Mechanisms of T cell hyperreactivity in obese strain (OS) chickens with spontaneous autoimmune thyroiditis: lack in nonspecific suppression is due to a primary adherent cell defect.

1987 
The disturbed homeostasis of the immune system in Obese strain (OS) chickens with spontaneous autoimmune thyroiditis consists in a general T cell hyperreactivity (concanavalin A hyperresponsiveness, interleukin 2 (IL 2) hypersecretion), particularly expressed by those lymphocytes which infiltrate the diseased thyroid gland. This abnormality has been attributed to a defective regulation of both IL 2 production and IL 2 function by low m.w. factors, which are present in serum and splenocyte culture supernatants of normal chickens, but deficient in the OS. In the present study we identified the cellular origin of IL 2 antagonistic activity as a nonlymphoid, adherent cell. Suppressor factor production in vitro was confined to the plastic adherent fraction of spleen cells and preincubation of splenocytes with nylon wool, silica particles, or carbonyl iron significantly reduced the nonspecific suppressive activity of the culture supernatant. Kinetic studies revealed the defect in nonspecific suppression to entail prolonged IL 2 production by concanavalin A-activated OS spleen cells. In vivo treatment of normal White Leghorn chickens with silica led to a decrease in suppressive serum activity down to the OS level, whereas neither neonatal thymectomy nor bursectomy had any effect.
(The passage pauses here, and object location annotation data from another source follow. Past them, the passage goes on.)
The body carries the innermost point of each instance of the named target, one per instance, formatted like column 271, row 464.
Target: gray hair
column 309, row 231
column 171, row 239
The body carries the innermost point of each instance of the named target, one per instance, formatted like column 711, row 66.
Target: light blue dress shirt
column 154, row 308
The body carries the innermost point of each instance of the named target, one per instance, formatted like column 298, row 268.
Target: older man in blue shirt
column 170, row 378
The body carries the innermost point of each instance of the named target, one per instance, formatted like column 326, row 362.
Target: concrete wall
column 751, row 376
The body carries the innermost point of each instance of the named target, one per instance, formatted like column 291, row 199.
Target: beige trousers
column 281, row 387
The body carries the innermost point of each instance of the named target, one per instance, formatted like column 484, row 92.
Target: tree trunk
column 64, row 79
The defective suppressor factor production in autoimmune chickens appeared to be due to a functional, but not numeric defect of macrophages as revealed by phenol red staining. The possibility that this aberration in adherent cell function might be a secondary phenomenon to the recently described reduced corticosterone tonus in OS chickens was excluded by in vivo substitution with exogenous glucocorticoids which did not normalize the suppressor defect in serum or in conditioned medium. Finally, we present evidence that T lymphoblasts from OS animals are less susceptible to IL 2 antagonistic regulation than normal cells, which possibly further contributes to the T cell hyperfunction of this autoimmune strain.